Make a difference today for someone who's fighting for their tomorrow.
Jim KellyRead
We grew up probably having as hard a life as anybody. A lot of times, we didn't have any food on the table. At Christmas, everybody else would always get something nice, but we'd get one T-shirt or one shirt... So I want to take care of Mom and Dad... and I'm having a damn good time doing it.
Interpretation
The quote reflects the struggles of growing up in poverty and the desire to give back to parents who sacrificed for their children.
In this quote, Jim Kelly shares his childhood experiences of hardship, highlighting the scarcity of resources they faced, particularly during special occasions like Christmas. Despite these challenges, he expresses a deep commitment to taking care of his parents as a way to repay their sacrifices, illustrating a strong sense of family loyalty and the joy that comes from supporting loved ones.
In practice
This quote can be used in a motivational speech about overcoming adversity and valuing family.
Make a difference today for someone who's fighting for their tomorrow.
I've been through so much. I just live each day, and whatever happens, happens. I've lived a very good life. My life has definitely changed, but the attitude is still the same.
I just take it day by day, and I hope one day I can say I feel good - not just be cancer free, but just feel good. I'm just living every day to the fullest: I enjoy myself, I have fun, and I pray every day that it doesn't come back.
All Church activities, advancements, quorums, and classes are means to the end of an exalted family.
The gift my mother gave me was the gift of possibility. From an early age, she instilled in me a belief that I could do anything I wanted to do. It wasn't a matter of, 'Can I?' or 'Should I?' It was just, 'You can, you must, you will!' She wanted me to believe that anything was possible.

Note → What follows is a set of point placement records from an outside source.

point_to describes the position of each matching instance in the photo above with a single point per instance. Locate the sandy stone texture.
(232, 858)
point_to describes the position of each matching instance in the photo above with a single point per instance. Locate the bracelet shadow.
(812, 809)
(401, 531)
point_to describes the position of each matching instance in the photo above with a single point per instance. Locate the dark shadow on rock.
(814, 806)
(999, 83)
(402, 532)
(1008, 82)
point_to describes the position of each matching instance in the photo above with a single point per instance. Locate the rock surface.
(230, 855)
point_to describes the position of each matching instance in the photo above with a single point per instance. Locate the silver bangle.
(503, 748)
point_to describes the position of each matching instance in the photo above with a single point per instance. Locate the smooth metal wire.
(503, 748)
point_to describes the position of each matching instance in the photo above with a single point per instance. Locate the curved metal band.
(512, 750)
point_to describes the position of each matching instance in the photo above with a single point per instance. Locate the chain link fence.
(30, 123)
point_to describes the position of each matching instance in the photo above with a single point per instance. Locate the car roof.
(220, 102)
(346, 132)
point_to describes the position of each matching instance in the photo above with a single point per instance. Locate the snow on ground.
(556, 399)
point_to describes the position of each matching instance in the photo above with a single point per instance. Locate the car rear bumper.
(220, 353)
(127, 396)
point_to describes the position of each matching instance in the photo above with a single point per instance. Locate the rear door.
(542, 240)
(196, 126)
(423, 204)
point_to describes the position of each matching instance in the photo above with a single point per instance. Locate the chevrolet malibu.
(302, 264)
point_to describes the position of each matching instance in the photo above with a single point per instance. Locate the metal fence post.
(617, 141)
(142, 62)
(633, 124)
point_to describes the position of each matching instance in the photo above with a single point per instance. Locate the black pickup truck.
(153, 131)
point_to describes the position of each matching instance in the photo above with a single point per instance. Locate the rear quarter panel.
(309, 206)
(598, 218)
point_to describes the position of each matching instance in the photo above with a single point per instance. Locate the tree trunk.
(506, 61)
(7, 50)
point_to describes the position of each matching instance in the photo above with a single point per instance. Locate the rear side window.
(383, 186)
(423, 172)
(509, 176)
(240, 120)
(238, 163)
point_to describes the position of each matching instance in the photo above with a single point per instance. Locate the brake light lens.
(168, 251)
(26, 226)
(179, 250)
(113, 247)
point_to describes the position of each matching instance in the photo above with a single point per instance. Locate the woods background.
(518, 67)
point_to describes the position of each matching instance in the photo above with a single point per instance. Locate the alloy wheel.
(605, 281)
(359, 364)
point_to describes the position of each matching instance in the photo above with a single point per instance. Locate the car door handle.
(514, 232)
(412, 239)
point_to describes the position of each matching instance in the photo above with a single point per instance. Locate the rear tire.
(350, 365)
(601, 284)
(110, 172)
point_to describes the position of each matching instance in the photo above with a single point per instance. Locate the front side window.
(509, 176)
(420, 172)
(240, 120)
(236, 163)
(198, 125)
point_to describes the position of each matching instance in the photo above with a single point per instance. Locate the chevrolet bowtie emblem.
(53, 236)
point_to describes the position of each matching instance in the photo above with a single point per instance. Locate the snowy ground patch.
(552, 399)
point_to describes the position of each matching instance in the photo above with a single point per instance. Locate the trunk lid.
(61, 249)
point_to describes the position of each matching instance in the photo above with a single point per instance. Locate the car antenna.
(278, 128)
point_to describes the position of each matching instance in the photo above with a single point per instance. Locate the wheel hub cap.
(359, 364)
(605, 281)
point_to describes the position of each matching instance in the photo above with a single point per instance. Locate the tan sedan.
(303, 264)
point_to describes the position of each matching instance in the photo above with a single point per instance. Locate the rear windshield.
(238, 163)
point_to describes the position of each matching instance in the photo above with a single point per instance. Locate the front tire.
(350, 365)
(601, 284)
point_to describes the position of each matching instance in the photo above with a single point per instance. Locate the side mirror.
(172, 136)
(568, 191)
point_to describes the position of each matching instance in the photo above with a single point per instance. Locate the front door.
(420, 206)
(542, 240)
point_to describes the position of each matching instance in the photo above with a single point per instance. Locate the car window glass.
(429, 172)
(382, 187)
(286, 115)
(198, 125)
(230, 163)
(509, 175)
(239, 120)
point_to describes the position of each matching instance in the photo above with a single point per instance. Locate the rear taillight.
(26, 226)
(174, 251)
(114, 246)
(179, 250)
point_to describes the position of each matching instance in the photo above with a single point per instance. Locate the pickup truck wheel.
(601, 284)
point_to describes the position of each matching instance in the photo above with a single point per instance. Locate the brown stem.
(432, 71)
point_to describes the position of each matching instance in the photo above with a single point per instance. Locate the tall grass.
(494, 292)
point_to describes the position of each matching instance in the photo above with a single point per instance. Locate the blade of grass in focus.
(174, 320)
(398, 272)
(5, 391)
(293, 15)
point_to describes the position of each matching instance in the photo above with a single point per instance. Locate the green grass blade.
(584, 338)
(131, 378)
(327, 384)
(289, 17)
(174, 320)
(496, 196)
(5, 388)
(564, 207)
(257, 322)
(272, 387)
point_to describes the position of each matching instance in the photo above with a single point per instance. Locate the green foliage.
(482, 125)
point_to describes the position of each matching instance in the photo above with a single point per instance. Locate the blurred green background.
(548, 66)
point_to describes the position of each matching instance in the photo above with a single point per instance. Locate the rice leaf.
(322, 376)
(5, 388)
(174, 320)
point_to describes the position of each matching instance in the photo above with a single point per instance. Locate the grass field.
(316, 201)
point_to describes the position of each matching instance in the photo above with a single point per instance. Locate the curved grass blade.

It can't hurt to go to the people you love, whose blood type courses through your veins and whose DNA, from a certain angle, contains many of the same markings as yours. You don't have to take their advice, but let them share their version of solutions to life's difficulties. Good or bad - it could be interesting.
I describe family values as responsibility towards others, increase of tolerance, compromise, support, flexibility. And essentially the things I call the silent song of life-the continuous process of mutual accommodation without which life is impossible.
Every mother can easily imagine losing a child. Motherhood is always half loss anyway. The three-year-old is lost at five, the five-year-old at nine. We consort with ghosts, even as we sit and eat with, scold and kiss, their current corporeal forms. We speak to people who have vanished and, when they answer us, they do the same. Naturally, the information in these speeches is garbled in the translation.
In every conceivable manner, the family is link to our past, bridge to our future.